リシェルは、その様子を“気づかないふり”で見ていた。
気づかないふり。
それは無関心じゃない。
無関心に見せかけた、最も残酷な観察だ。
彼女は微笑む。
ただ微笑む。
誰も助けない。
誰も責めない。
ただ、崩れる瞬間を見届ける。
その甘い無関心が、アデリオスの心臓を締めた。
――こいつは、笑ってる。
――俺が落ちるのを、笑ってる。
そう思った瞬間、彼はさらに焦る。
焦れば焦るほど、自分で自分の首を絞める。
エルナが柱の影で、口元を押さえて笑いそうになった。
笑いを堪えるのに必死な顔。
「……やっば。落ちた」
エルナが小さく言う。
「自分で落とした。袖から」
「臭いが出たな」
カイエンが低く答える。
「資金の臭いは、隠しても漏れます」
ヴァルトは衛兵から手紙を受け取り、帳簿官に目配せした。
帳簿官の顔色が変わる。
数字の人間が、紙の匂いに震えている。
アデリオスは息を荒げた。
正義の舞台が、監査の舞台に変わってしまった。
彼の脚本が、勝手に書き換わっていく。
「……これは違う」
アデリオスは言い訳を探す。
「私は……私は……」
言葉が出ない。
出ないとき、人は怒りを使う。
でも怒りも、もう効かない。
会場のざわめきが、確信の匂いに変わっていく。
闇商人の印章が押された手紙。
王太子の袖。
帳簿官。
不自然な署名。
すべてが一本の線で結びつき始める。
リシェルは、その結び目を“自分で”作らない。
作らないからこそ、強い。
勝手に結ばれた結び目は、誰のせいにもできない。
彼女は扇子を閉じ、丁寧に一礼した。
礼儀正しい所作で、まるで祝賀の主役に祝福を捧げるみたいに。
「……殿下」
リシェルは甘く言う。
「お手紙、落とし物ですわね」
その一言が、刃だった。
落とし物。
たったそれだけの言い方で、アデリオスの秘密が“みっともない偶然”に格下げされる。
会場の誰かが、笑いそうな息を漏らした。
笑いはまだ小さい。
でも笑いが生まれた瞬間、権威は死に始める。
ヴァルトが低く宣言する。
「秩序維持のため、確認の場を設けます。
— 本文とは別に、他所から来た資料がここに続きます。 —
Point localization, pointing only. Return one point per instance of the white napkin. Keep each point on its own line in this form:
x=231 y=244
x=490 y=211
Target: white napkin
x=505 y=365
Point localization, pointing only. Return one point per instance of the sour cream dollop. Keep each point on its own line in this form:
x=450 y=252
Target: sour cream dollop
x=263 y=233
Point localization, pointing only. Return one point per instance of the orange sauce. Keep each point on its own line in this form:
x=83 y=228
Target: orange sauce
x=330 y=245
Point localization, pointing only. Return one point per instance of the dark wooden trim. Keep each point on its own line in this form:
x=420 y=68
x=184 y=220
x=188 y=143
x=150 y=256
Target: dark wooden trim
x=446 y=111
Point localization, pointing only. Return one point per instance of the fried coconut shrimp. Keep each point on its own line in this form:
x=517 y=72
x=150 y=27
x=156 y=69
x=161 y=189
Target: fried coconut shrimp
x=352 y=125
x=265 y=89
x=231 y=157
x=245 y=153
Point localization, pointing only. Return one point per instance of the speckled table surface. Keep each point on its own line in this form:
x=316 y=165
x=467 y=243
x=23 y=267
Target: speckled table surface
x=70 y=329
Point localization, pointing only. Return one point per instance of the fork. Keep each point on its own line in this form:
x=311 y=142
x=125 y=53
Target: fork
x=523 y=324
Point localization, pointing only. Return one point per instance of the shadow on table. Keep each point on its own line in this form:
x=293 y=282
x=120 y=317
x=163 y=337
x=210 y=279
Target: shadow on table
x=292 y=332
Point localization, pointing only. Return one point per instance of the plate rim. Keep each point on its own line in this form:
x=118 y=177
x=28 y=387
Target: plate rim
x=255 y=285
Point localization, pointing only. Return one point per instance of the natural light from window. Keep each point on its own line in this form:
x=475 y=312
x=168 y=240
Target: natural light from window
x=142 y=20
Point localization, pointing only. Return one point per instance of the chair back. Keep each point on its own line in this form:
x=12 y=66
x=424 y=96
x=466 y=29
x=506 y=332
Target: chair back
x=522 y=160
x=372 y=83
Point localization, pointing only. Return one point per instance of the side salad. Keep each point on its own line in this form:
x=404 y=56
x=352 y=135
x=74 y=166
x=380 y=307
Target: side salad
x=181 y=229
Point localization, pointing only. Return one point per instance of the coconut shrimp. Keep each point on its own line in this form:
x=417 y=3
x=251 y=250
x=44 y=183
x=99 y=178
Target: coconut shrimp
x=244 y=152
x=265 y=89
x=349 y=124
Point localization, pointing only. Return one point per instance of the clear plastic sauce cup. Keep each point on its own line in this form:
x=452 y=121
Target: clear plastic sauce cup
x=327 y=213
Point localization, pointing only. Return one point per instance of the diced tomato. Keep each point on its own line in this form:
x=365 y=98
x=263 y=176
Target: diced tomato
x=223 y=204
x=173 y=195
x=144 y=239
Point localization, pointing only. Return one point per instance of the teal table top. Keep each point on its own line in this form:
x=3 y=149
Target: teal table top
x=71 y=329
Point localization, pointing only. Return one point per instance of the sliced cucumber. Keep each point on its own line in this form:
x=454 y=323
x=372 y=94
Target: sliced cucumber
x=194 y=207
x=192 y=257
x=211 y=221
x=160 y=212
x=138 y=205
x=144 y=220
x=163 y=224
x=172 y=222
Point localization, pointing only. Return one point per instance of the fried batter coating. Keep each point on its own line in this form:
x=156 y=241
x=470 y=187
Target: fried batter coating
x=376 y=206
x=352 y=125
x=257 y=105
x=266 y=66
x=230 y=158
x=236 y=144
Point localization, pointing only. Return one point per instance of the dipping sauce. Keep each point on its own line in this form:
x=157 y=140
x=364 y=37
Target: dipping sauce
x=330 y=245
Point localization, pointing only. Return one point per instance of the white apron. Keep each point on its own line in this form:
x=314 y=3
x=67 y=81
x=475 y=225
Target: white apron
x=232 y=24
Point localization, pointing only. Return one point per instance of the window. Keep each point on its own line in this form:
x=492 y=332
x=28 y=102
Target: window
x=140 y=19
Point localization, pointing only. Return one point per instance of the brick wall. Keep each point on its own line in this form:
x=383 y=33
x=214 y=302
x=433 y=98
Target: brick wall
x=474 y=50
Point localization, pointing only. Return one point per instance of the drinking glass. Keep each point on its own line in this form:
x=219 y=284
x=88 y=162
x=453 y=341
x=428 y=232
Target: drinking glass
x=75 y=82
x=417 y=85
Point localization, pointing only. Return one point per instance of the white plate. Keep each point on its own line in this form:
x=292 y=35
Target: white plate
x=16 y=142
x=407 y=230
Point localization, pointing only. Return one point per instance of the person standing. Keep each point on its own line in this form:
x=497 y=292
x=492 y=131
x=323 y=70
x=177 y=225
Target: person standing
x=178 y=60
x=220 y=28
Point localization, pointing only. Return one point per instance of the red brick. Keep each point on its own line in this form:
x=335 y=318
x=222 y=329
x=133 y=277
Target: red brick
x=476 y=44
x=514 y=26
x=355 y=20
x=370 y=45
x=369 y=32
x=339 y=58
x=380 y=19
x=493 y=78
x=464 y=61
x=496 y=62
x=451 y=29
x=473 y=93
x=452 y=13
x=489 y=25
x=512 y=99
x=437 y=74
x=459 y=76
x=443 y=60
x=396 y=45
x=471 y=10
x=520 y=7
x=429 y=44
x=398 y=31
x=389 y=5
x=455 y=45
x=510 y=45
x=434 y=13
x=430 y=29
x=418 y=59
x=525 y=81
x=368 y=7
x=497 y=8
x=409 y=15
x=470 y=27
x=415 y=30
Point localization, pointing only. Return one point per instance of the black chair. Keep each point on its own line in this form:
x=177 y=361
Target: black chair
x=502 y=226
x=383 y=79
衛兵、通路を確保しろ」
衛兵が動く。
“表”が、完全に握った。
アデリオスは、その動きに飲まれながら、リシェルを睨んだ。
睨む目は憎しみ。
でも憎しみは、追い詰められた者の最後の飾りだ。
リシェルはただ微笑む。
蜜のように甘く、氷のように冷たい微笑みで。
第二の自爆は、もっと臭かった。
金の臭い。
隠しても漏れる、腐った甘さの臭い。
そして誰もが、ようやく気づき始める。
この夜、裁かれるべきなのは――
舞台の真ん中に立っている“悪役令嬢”ではない。